4. Where Upadacitinib Is Comparable or Has Advantages
- In younger patients without CV risk factors, upadacitinib's MACE/malignancy rates are not significantly different from biologics.
- Efficacy: Upadacitinib is one of the most effective agents for RA, PsA, axSpA, and atopic dermatitis - in some trials outperforming adalimumab for disease control.
- Oral administration - avoids injection-site reactions, infusion reactions, and immunogenicity issues seen with biologic injections/infusions.

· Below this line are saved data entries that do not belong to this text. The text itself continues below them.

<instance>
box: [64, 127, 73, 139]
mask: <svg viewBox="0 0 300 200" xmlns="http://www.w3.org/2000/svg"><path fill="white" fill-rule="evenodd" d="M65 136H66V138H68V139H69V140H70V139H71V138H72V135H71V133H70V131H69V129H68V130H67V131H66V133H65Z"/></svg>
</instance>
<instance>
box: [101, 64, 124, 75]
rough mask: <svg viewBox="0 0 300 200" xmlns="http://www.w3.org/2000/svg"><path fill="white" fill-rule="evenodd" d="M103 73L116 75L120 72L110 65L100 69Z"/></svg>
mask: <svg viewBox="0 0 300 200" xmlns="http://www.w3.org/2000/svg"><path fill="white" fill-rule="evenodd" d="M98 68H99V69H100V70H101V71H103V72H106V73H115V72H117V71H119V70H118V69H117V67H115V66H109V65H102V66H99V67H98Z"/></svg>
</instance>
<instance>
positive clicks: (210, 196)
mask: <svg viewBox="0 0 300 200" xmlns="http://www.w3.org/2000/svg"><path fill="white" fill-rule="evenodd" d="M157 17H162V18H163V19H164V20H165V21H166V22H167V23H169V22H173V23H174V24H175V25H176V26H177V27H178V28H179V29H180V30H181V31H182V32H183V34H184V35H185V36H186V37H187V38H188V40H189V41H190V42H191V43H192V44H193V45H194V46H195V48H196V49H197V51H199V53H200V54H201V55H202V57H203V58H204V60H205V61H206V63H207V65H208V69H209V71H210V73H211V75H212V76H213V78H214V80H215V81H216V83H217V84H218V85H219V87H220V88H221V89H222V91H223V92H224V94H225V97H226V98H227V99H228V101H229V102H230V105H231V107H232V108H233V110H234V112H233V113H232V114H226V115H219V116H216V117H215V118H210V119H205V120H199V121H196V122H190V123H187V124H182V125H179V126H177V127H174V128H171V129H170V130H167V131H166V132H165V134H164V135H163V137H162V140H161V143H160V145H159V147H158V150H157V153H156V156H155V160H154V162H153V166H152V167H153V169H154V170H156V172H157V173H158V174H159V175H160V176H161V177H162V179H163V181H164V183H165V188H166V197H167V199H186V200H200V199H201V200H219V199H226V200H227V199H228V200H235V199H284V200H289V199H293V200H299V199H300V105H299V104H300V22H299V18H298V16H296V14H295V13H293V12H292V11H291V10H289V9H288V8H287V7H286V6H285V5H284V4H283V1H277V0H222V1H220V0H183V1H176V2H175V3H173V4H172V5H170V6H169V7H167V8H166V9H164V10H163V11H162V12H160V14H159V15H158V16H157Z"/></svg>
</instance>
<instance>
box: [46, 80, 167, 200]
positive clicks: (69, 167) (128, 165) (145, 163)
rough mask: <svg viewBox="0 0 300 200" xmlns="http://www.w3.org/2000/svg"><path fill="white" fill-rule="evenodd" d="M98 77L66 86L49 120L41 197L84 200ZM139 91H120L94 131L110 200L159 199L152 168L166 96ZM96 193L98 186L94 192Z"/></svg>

- TNF inhibitors carry their own specific risks: demyelinating disease, worsening CHF, paradoxical psoriasis, and latent TB reactivation. IL-17 inhibitors risk leukopenia and triggering/worsening IBD. IL-6 inhibitors raise infection and lipid risks. No biologic is risk-free.
5. Shared Risks (Both Classes)
- Serious infections (bacterial, opportunistic)

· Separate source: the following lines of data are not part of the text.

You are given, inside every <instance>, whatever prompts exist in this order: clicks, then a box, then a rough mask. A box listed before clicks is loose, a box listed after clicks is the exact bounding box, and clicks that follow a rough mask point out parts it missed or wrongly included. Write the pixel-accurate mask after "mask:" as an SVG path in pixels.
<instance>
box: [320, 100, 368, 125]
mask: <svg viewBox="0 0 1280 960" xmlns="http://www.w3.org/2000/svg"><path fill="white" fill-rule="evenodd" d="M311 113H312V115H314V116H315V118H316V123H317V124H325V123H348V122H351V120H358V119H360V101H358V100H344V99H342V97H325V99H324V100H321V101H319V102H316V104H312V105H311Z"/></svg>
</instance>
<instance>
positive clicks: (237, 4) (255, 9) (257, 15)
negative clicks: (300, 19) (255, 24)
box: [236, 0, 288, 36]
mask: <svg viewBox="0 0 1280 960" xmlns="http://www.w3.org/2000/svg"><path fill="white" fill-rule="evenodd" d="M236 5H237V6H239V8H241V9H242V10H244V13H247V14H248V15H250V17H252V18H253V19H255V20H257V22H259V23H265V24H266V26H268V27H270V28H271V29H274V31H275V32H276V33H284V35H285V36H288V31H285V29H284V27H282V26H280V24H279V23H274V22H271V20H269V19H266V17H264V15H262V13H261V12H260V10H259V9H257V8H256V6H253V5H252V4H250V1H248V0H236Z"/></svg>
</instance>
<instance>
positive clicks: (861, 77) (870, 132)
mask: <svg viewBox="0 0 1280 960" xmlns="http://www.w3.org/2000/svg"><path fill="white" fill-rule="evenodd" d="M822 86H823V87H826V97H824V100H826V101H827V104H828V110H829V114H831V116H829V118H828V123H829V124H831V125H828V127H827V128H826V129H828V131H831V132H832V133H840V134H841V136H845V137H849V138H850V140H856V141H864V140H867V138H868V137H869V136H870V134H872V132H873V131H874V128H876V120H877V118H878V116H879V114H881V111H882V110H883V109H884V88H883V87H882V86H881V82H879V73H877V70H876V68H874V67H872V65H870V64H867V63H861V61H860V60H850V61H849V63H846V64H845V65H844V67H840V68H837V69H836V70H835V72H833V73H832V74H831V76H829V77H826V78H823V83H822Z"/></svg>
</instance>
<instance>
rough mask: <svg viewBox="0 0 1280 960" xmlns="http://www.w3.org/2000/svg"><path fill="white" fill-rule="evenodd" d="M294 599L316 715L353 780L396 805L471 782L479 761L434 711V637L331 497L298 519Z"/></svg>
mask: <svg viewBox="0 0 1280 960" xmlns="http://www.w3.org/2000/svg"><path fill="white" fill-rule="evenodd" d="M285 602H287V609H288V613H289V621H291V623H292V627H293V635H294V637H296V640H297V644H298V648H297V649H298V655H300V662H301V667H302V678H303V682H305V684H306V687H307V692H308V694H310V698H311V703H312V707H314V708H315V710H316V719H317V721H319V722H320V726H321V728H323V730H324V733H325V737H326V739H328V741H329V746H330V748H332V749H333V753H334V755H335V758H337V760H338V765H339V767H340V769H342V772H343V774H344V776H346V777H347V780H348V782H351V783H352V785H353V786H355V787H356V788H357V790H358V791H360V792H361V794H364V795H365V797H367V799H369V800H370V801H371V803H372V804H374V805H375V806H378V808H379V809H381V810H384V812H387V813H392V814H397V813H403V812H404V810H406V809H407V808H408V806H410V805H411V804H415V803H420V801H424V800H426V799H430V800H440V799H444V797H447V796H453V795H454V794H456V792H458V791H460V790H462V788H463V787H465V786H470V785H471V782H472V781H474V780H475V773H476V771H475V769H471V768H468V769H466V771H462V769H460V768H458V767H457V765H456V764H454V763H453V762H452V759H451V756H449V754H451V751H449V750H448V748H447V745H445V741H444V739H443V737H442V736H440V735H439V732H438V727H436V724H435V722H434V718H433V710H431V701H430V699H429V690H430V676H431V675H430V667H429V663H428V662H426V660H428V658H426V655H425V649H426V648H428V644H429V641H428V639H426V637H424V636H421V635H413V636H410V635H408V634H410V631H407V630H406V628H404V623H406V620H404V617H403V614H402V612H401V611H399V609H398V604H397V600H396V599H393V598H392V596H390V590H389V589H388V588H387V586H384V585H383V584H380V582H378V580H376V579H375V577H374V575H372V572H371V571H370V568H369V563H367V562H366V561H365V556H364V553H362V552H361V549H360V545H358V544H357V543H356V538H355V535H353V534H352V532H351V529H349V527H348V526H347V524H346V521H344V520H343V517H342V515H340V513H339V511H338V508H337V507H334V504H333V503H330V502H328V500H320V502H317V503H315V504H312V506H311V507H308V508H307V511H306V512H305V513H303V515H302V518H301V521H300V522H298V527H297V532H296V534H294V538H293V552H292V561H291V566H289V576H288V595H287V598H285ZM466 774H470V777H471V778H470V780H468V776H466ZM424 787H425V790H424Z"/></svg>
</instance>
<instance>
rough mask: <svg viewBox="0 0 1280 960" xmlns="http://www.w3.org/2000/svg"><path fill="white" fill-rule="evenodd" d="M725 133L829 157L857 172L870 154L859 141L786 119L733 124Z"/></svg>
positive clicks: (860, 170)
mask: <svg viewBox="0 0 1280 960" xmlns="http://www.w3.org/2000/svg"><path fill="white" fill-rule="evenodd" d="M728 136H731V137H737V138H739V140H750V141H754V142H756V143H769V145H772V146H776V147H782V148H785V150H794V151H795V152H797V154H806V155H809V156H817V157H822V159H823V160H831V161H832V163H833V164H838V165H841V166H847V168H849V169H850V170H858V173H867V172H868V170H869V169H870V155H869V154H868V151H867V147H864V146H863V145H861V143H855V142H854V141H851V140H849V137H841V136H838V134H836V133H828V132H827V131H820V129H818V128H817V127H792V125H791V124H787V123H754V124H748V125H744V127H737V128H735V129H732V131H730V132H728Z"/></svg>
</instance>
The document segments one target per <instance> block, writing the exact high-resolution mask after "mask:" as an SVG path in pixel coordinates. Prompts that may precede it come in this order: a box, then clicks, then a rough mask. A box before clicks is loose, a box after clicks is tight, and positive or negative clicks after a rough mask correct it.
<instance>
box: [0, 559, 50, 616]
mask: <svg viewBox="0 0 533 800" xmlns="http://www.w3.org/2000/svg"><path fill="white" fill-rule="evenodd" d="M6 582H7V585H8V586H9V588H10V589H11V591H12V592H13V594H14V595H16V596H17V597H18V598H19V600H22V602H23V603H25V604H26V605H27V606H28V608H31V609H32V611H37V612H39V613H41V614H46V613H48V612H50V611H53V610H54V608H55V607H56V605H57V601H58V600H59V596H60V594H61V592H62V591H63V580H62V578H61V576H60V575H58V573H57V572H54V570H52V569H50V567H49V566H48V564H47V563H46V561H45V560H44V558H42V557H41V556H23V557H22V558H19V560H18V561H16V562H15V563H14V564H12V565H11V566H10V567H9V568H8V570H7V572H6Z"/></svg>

- Latent TB reactivation (higher with TNF inhibitors; requires screening before both)
- Hepatitis B reactivation
- Immunosuppression-related concerns in general
6. Current Guideline Positioning (2025 EULAR, 2026 update)
The
2025 EULAR RA recommendations (Smolen et al.,
Ann Rheum Dis 2026) state:
- Start with methotrexate +/- short-term glucocorticoids
- Upon inadequate response, add a bDMARD (biologic) first
- JAK inhibitors may also be considered after careful weighing of MACE, malignancy, and thromboembolic risks
- If one bDMARD fails, switch to another bDMARD or a JAK inhibitor (considering risks)
Bottom Line
| Factor | Biologics (e.g., TNFi) | Upadacitinib |
|---|
| CV risk / age ≥65 | Safer (preferred) | Higher caution required |
| Malignancy history | Safer (preferred) | Avoid if possible |
| Herpes zoster risk | Lower | Higher (consider VZV vaccination) |
| NMSC risk | Lower | Slightly higher |
| Demyelinating disease | Risk (TNFi) | Lower risk |
| IBD risk | IL-17i risk | Less of a concern |
| TB reactivation | Higher (TNFi) | Lower |
| Efficacy (RA, AD, PsA) | High | Often superior |
| Route | Injection/infusion | Oral |
In low-to-moderate CV risk patients without malignancy history, upadacitinib and biologics have broadly comparable serious safety profiles. In older, high-CV-risk, or post-malignancy patients, biologics - especially TNF inhibitors - are the safer first choice per FDA guidance and international guidelines.